If every man and woman on the planet were tortured to death, she was beginning to feel, it would not be a sufficient penance.
In 1997, in the far east of Russia, a hunter called Vladimir Markov had been killed outside his cabin by a Siberian tiger. Nobody knew for certain what had happened, but it was believed that Markov might have shot and wounded the tiger after the tiger came to feed on the carcass of a boar Markov had downed. The tiger escaped, and sometime later it found its way to Markov’s cabin. Markov was out, so the tiger chewed up everything it could find with Markov’s scent on it: his latrine, his beehives, even his saucepan and axe. When Markov finally returned home, the tiger ripped him to shreds. It was not so fanciful to suggest that the tiger was taking premeditated revenge on Markov; certainly the locals, who understood these animals better than anyone, believed as much.
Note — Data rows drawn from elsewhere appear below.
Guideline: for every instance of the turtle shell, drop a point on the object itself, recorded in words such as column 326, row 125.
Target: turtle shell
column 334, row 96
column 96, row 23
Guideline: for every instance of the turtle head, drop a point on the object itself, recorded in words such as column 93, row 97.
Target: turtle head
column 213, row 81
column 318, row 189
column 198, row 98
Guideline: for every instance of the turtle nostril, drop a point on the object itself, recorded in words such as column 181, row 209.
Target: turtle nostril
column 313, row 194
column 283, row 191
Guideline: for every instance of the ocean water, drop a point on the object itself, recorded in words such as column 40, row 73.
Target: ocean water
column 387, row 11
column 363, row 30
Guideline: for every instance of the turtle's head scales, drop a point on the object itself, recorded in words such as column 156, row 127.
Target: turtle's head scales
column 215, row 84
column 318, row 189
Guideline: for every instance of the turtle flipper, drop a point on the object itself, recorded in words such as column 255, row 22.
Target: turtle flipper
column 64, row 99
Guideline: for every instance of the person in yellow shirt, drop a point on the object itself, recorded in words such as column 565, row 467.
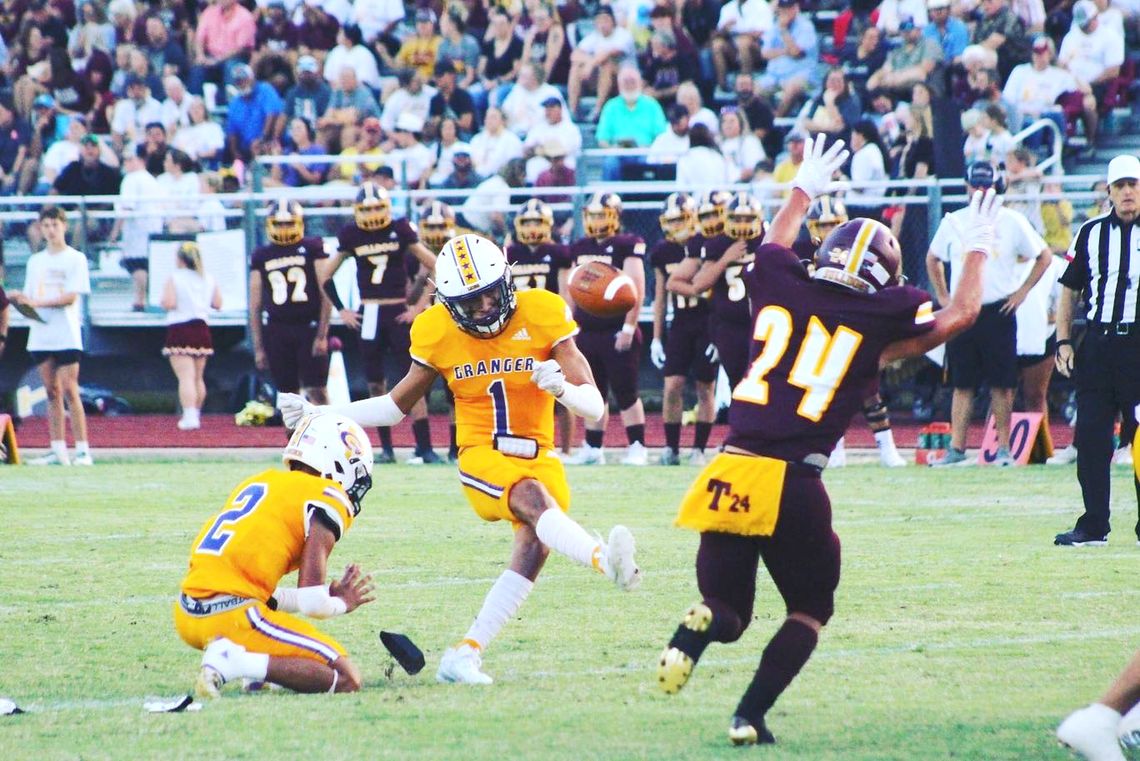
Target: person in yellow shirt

But of course the tiger didn’t know that its species had been winnowed by poaching and deforestation from a population of seventy-five thousand at the beginning of the twentieth century to a remnant of just a few hundred. Its vengeance was short-term and personal, but it could have had a much grander scope, if only the tiger had realized the perfectly good reasons it had to loathe Homo sapiens on behalf of its own diminished race. This idea came to obsess Resaint. She tasted in it the possibility of a burden lifted, a debt redeemed. It wasn’t really that she wanted it; rather, it felt like the only permissible outcome. Humans deserved a terrible punishment for their crime; but this punishment ought to be enacted by that crime’s victims; and that enaction could be meaningful only if those victims recognized it for what it was. She knew it was a bit sloppy to talk about victims at all, when the whole premise of her conversion had been that there did not need to be an injured party for an extinction to be wrong. The last thing she wanted was to become one of those people who worshipped Chiu Chiu like a martyred saint. But if the Black Hole was to have any terrestrial champion, it had to be the animals themselves.
For humans to begin paying in blood even an infinitesimal fraction of their debt, you would need to find a species that had been driven by humans to the brink of extinction, that actually understood as much, and that wanted to take revenge.